In previous results that I shared for the insert benchmark it was obvious that MyRocks throughput is steady when the workload transitions from in-memory to IO-bound. The reason is that non-unique secondary index maintenance is read-free for MyRocks so there are no stalls for storage reads of secondary index pages. Even with the change buffer, InnoDB eventually is slowed by storage reads and by page writeback.
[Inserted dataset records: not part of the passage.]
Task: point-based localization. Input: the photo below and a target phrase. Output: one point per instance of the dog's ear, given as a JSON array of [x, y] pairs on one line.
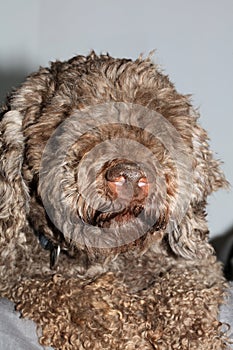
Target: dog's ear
[[189, 238], [13, 190], [208, 176]]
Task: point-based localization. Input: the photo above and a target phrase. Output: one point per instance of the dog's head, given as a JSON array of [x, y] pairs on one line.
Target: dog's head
[[114, 155]]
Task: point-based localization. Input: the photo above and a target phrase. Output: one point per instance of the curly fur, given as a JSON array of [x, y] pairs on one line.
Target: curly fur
[[161, 291]]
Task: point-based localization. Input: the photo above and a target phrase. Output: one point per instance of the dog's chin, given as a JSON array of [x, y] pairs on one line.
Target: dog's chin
[[115, 219]]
It was less obvious that MyRocks has more variance on both the in-memory and IO-bound insert benchmark tests. I try to be fair when explaining storage engine performance so I provide a few more details here and results for InnoDB in MySQL 5.7.10 & 5.6.26 along with MyRocks from our fork of MySQL 5.6. The binlog was enabled for all tests, fsync-on-commit was disabled and 16 clients inserted 500m or 2b rows into 16 tables in PK order. Each table has 3 secondary indexes. For MyRocks I made one configuration change from the earlier result. I changed level0_slowdown_writes_trigger from 10 to 20 to reduce compaction stalls. This has a potential bad side effect of making queries slower, but this test was insert-only.
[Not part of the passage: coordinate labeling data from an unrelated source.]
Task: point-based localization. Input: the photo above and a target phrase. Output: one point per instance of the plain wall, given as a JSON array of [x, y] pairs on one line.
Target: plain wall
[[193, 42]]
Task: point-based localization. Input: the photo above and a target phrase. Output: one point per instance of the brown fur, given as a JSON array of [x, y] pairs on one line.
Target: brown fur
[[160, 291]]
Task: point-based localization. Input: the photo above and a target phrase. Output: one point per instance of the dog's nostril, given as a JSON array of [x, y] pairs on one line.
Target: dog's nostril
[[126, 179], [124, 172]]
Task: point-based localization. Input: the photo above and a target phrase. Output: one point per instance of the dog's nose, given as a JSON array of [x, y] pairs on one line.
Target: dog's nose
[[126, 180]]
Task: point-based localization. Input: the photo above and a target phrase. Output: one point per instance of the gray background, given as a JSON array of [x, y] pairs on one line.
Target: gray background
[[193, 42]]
For both graphs the y-axis is the average insert rate per 5-second interval and the x-axis is the interval number. I used mstat to collect the data.
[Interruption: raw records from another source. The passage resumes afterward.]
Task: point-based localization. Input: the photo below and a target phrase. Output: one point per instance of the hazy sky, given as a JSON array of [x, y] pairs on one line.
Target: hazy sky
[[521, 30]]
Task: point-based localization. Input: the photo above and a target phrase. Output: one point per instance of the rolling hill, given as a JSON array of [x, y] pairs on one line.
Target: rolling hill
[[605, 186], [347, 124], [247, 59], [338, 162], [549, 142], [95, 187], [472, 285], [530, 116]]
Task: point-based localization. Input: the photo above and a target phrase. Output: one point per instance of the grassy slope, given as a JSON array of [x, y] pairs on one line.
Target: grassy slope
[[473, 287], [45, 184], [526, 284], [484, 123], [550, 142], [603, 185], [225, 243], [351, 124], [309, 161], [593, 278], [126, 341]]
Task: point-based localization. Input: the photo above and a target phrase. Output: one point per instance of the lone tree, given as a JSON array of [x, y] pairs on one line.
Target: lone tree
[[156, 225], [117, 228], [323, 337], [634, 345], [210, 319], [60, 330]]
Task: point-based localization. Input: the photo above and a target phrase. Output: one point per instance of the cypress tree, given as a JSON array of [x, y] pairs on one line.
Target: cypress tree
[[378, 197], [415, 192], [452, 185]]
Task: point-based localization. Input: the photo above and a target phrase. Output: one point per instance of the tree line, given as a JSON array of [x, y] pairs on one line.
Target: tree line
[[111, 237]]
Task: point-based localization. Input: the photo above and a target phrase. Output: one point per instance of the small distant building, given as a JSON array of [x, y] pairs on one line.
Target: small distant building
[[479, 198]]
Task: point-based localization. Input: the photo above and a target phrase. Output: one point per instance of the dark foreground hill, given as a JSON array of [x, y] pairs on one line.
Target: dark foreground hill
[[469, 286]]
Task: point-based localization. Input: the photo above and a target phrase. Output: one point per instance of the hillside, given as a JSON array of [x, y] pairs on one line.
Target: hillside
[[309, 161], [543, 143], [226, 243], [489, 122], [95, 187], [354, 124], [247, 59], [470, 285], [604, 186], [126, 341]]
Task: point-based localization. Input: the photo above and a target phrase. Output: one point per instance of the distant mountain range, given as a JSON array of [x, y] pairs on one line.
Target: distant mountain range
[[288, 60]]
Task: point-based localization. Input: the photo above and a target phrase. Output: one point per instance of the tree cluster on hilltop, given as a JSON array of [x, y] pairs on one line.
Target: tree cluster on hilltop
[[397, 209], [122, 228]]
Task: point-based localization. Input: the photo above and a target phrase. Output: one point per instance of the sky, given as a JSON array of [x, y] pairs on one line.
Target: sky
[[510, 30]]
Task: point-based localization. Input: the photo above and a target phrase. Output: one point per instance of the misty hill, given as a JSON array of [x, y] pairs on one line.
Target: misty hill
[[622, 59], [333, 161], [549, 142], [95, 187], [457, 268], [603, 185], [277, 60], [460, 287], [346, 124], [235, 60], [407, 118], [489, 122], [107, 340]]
The goal is to match InnoDB in MySQL 5.7 in quality of service while providing much better throughput. We have some work to do. On the bright side, this is an opportunity for someone to make RocksDB better.
In-memory
The first graph is for the in-memory workload where all data is cached by the storage engine, nothing is read from storage, but many storage writes are done to persist the changes. InnoDB with MySQL 5.7 is much faster than with 5.6. It also has the least variance. MyRocks has the most variance and that is largely from compaction stalls when there are too many files in level 0 of the LSM tree.
IO-bound
The second graph is for the IO-bound workload. The graph ends first for MyRocks because it sustains the highest average insert rate. But it also has a thick line because of variance. InnoDB from MySQL 5.6 also has a lot of variance.